Using a combination of both supervised and unsupervised machine learning can help security experts focus in on particular attacker behaviours.
This means experts can prioritise hosts inside that organisation that are the most critical so analysts can focus on slowing the attacker down and buying more time to go through their incident process while reducing attacker dwell-time and getting them out of that network.
The year ahead
As we head towards 2021 and move towards cloud services, bridge time, or how quickly an entity can respond to a breach and identify attacks, remains critical.
It’s not necessarily about identifying every single detection but prioritising hosts or accounts that are causing problems. Once identified, organisations need to be able to respond incredibly quickly and effectively.
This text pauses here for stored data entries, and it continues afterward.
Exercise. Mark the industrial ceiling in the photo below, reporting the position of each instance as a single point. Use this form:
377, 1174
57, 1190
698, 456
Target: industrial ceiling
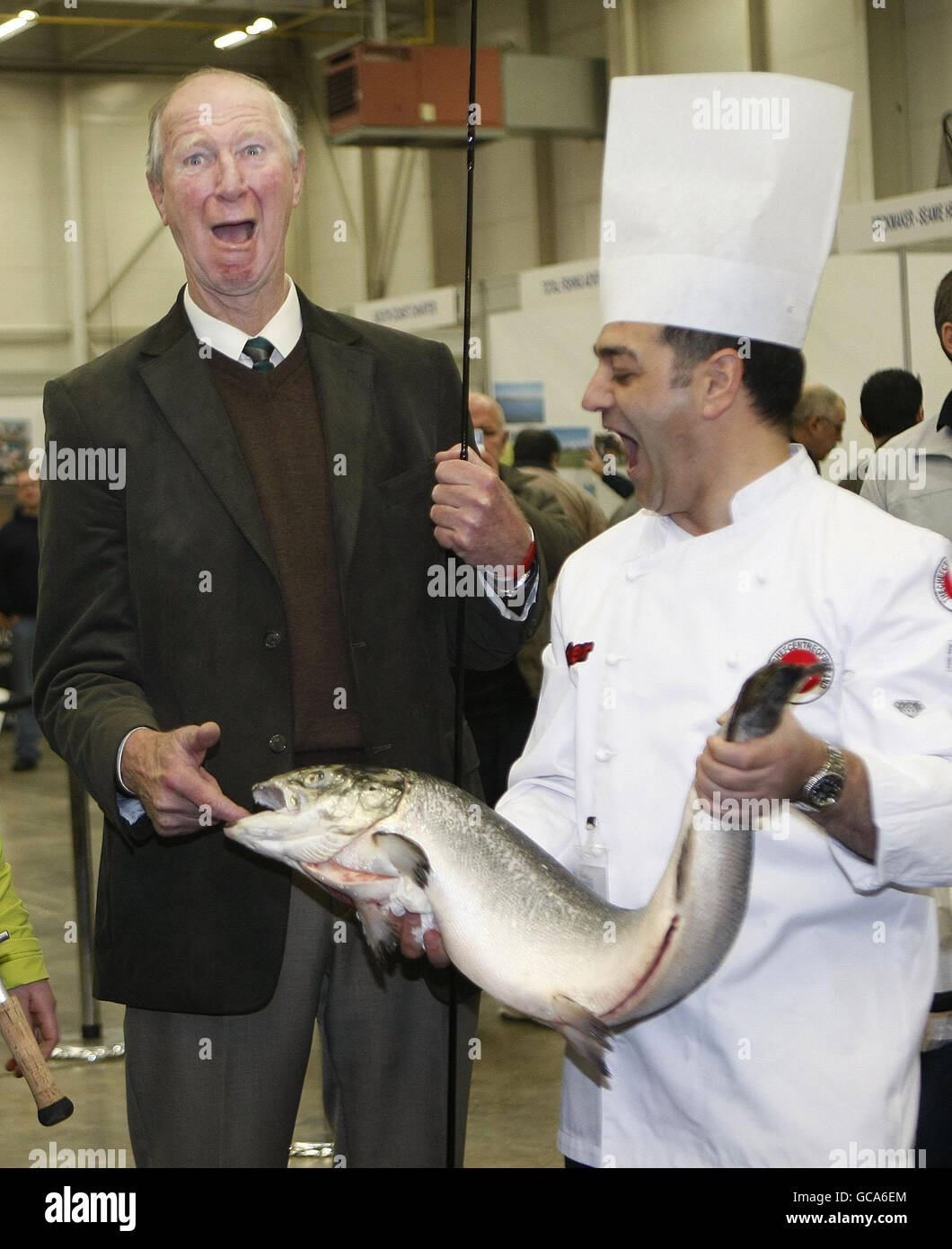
141, 37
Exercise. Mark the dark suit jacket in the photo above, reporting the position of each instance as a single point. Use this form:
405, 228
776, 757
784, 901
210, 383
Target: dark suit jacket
128, 636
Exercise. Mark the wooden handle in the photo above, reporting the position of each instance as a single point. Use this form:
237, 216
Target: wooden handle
51, 1105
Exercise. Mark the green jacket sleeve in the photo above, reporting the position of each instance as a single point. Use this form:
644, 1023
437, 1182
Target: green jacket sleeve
20, 957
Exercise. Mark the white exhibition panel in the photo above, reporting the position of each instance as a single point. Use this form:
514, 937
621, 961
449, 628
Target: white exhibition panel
923, 272
551, 345
856, 330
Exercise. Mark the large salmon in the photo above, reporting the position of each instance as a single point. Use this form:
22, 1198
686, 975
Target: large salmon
513, 918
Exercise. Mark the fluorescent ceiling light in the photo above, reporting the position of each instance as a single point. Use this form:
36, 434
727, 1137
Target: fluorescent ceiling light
239, 37
16, 24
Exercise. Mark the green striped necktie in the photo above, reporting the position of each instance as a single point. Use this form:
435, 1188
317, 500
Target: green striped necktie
260, 351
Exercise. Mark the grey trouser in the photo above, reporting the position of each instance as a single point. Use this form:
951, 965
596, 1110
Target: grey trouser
224, 1091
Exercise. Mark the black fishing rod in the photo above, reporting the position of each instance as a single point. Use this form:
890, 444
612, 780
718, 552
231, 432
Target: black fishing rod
461, 601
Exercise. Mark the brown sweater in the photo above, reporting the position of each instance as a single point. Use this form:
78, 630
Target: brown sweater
278, 422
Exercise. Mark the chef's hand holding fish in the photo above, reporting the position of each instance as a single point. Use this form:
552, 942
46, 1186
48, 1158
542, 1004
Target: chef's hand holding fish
778, 766
165, 772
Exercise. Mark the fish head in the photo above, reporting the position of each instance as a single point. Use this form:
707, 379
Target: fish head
762, 698
313, 813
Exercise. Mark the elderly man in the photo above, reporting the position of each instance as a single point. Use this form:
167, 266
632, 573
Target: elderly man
19, 556
802, 1044
922, 496
819, 420
256, 599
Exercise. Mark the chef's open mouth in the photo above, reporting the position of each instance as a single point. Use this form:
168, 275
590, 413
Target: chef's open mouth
234, 231
633, 448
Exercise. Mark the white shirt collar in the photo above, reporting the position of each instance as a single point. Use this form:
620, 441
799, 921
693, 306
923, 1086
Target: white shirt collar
282, 330
762, 492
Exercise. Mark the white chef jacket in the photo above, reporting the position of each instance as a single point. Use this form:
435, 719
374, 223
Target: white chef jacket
807, 1037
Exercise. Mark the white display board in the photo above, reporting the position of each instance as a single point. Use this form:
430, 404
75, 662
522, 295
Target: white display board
856, 330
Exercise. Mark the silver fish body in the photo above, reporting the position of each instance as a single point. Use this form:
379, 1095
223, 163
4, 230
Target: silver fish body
512, 918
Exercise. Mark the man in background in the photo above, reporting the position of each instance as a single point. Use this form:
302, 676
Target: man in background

With this in mind, organisations should maintain the good endpoint hygiene we have seen recently and focus on the modern network as a data source for detection and response. This is where businesses will get the best benefit and be best able to drive down the noise coming into security operation centres.
Stitching things together
Identifying not just how the attacker got into the environment, but what they did across the network, is growing in importance. Understanding the root cause and how to fix the problem often takes time.
But with AI, targeting, and prioritising, responding based on privilege and risk is better and faster than before.
Looking ahead, its critical businesses have a clear understanding of what their attack surface is and also look out for fundamental attacker behaviour. It has never been more vital for businesses when it comes to remaining secure and sustainable in our rapidly evolving world.